Author Topic: How to tell if some binary is valid 8051 code?  (Read 2838 times)

0 Members and 1 Guest are viewing this topic.

Offline technixTopic starter

  • Super Contributor
  • ***
  • Posts: 3507
  • Country: cn
  • From Shanghai With Love
    • My Untitled Blog
How to tell if some binary is valid 8051 code?
« on: September 06, 2017, 06:56:52 pm »
This is about a 8051 single board computer idea. The external bus interface is connected into a Von Neumann bus (that is, external code and xdata is the same bus.) The system can either execute the binary code stored in the external EEPROM, or boot into BASIC stored in the internal Flash to interpret the BASIC code in the external EEPROM. How do I tell if the EEPROM contains a valid machine language program?

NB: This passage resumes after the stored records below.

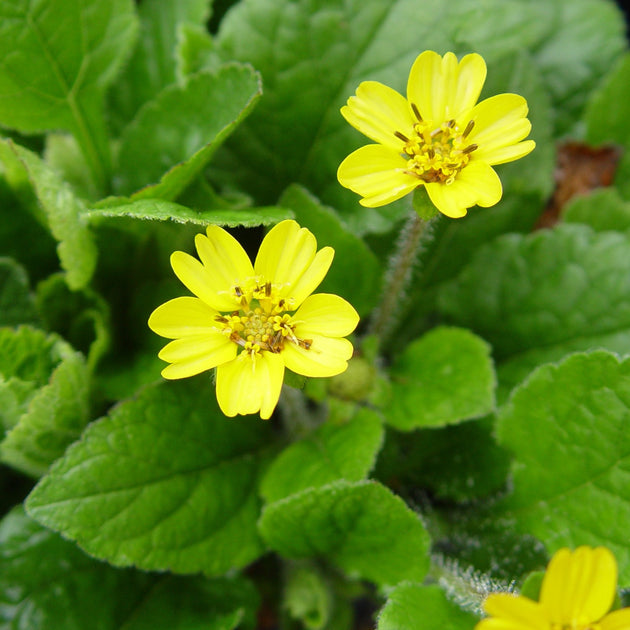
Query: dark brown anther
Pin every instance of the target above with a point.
(469, 127)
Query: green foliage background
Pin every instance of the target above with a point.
(489, 431)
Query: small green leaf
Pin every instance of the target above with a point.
(187, 504)
(361, 527)
(355, 273)
(412, 606)
(536, 298)
(46, 582)
(443, 378)
(174, 136)
(152, 66)
(58, 56)
(570, 482)
(17, 304)
(63, 211)
(602, 210)
(331, 452)
(55, 416)
(159, 210)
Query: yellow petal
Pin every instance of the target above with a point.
(225, 259)
(250, 384)
(325, 357)
(325, 314)
(441, 88)
(183, 317)
(617, 620)
(500, 121)
(198, 279)
(193, 355)
(287, 257)
(501, 155)
(579, 587)
(476, 184)
(378, 112)
(510, 612)
(378, 174)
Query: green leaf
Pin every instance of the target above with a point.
(17, 305)
(55, 416)
(608, 111)
(62, 209)
(303, 140)
(536, 298)
(174, 136)
(570, 482)
(152, 66)
(194, 603)
(602, 210)
(355, 273)
(331, 452)
(159, 210)
(359, 526)
(411, 606)
(587, 37)
(456, 463)
(27, 359)
(58, 56)
(81, 317)
(187, 504)
(443, 378)
(46, 582)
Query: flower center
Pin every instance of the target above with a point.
(436, 154)
(262, 323)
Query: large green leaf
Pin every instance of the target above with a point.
(445, 377)
(412, 606)
(361, 527)
(570, 483)
(152, 66)
(164, 482)
(304, 140)
(62, 211)
(331, 452)
(175, 135)
(58, 56)
(46, 582)
(536, 298)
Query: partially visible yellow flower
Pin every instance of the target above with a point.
(437, 137)
(577, 592)
(250, 322)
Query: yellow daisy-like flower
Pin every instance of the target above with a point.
(250, 322)
(577, 592)
(437, 137)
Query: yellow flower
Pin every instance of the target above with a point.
(437, 137)
(577, 592)
(250, 322)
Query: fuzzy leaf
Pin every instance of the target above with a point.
(187, 504)
(570, 483)
(411, 606)
(63, 211)
(443, 378)
(175, 135)
(360, 527)
(331, 452)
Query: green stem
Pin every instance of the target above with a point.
(413, 236)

Here is the proposed boot sequence, with the USB to Serial chip ATmega16U2 also being the supervisor. The 8051 always boots from BASIC when powered. The BASIC checks if P1.4 is low, if so it enters interactive mode. Then it checks if the first bytes of the EEPROM corresponds to a valid 8051 machine language program. If so it asserts P1.4 low and the supervisor would reset the 8051 to boot from the EEPROM. Then it checks if a valid BASIC program exists in EEPROM (whose header is always invalid as 8051 machine code) and executes it. If all boot strategy failed it enters interactive mode BASIC.
 

Offline grumpydoc

  • Super Contributor
  • ***
  • Posts: 2905
  • Country: gb
Re: How to tell if some binary is valid 8051 code?
« Reply #1 on: September 06, 2017, 07:03:30 pm »
This is about a 8051 single board computer idea. The external bus interface is connected into a Von Neumann bus (that is, external code and xdata is the same bus.) The system can either execute the binary code stored in the external EEPROM, or boot into BASIC stored in the internal Flash to interpret the BASIC code in the external EEPROM. How do I tell if the EEPROM contains a valid machine language program?

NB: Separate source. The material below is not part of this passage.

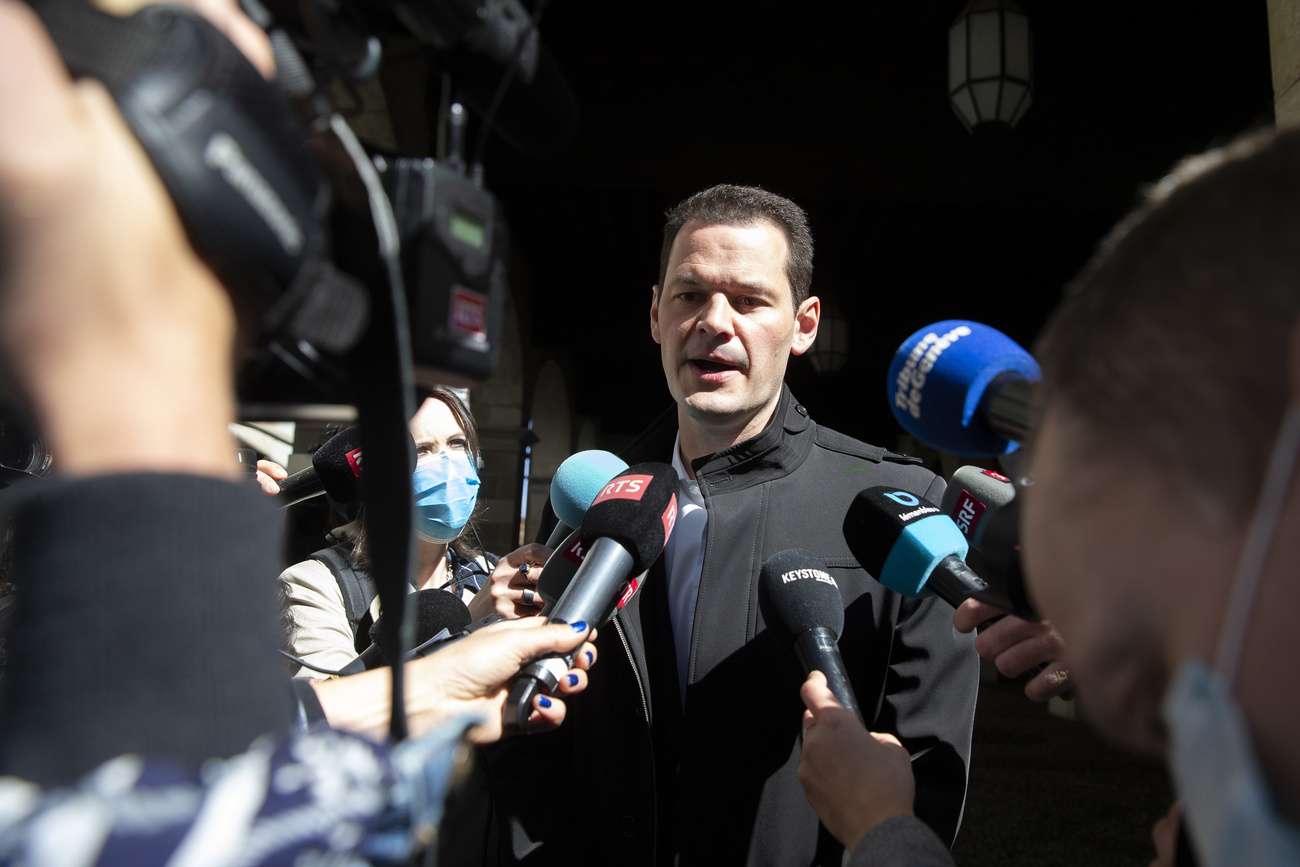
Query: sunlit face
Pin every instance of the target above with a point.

Here is the proposed boot sequence, with the USB to Serial chip ATmega16U2 also being the supervisor. The 8051 always boots from BASIC when powered. The BASIC checks if P1.4 is low, if so it enters interactive mode. Then it checks if the first bytes of the EEPROM corresponds to a valid 8051 machine language program. If so it asserts P1.4 low and the supervisor would reset the 8051 to boot from the EEPROM. Then it checks if a valid BASIC program exists in EEPROM (whose header is always invalid as 8051 machine code) and executes it. If all boot strategy failed it enters interactive mode BASIC.
First solve the Halting Problem

More pragmatically, embed a signature maybe.

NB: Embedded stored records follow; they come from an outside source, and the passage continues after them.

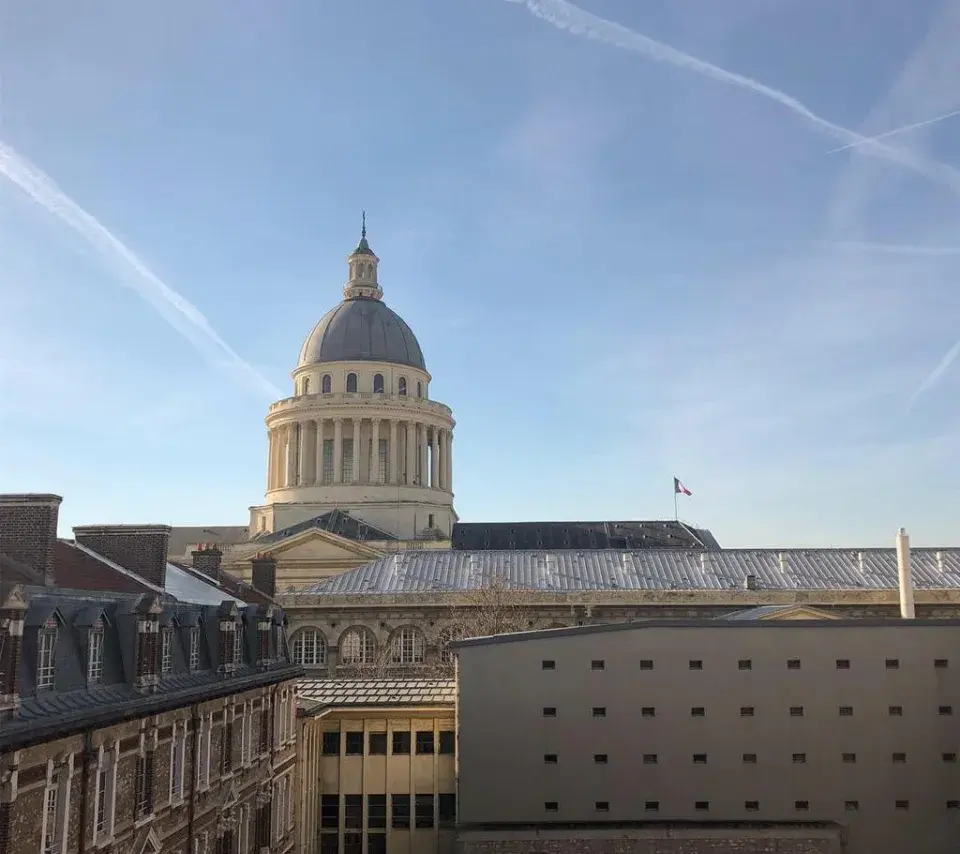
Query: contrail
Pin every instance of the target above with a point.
(579, 22)
(179, 312)
(895, 131)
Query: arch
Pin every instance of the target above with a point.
(309, 647)
(358, 646)
(407, 646)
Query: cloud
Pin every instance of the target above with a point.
(179, 312)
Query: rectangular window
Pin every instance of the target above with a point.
(424, 742)
(377, 811)
(401, 743)
(424, 811)
(400, 811)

Will the BASIC have line numbers and have expanded keywords or will it be in some compressed/tokenised form?
 

Offline Bruce Abbott

  • Frequent Contributor
  • **
  • Posts: 627
  • Country: nz
    • Bruce Abbott's R/C Models and Electronics
Re: How to tell if some binary is valid 8051 code?
« Reply #2 on: September 06, 2017, 09:17:49 pm »
If it's not valid BASIC or machine code, what is it? Random garbage could be anything, so it's impossible to guarantee that it won't look like valid code.

The technique I used was to make a rule that the machine code must start with an opcode sequence that is not likely to occur 'accidentally'. On the 8051 the first 3 bytes are normally a jump to the initialization code. If you ensure that the init code is always at the same address then you can check for that, and then you have 3 bytes that must match. If the init address may vary then you will have to follow it and examine more code. Often the next 2 instructions set the stack pointer, so you could check for that. You could also 'sanity check' the target addresses to eliminate obvious errors.   

Of course if your EEPROM has random garbage in it then there is still a small chance of misidentifying it as valid code, in which case the machine will crash. If this is unacceptable then embed a signature at a known location somewhere in the EEPROM. For added security include a checksum or CRC that covers the signature or even the entire EEPROM.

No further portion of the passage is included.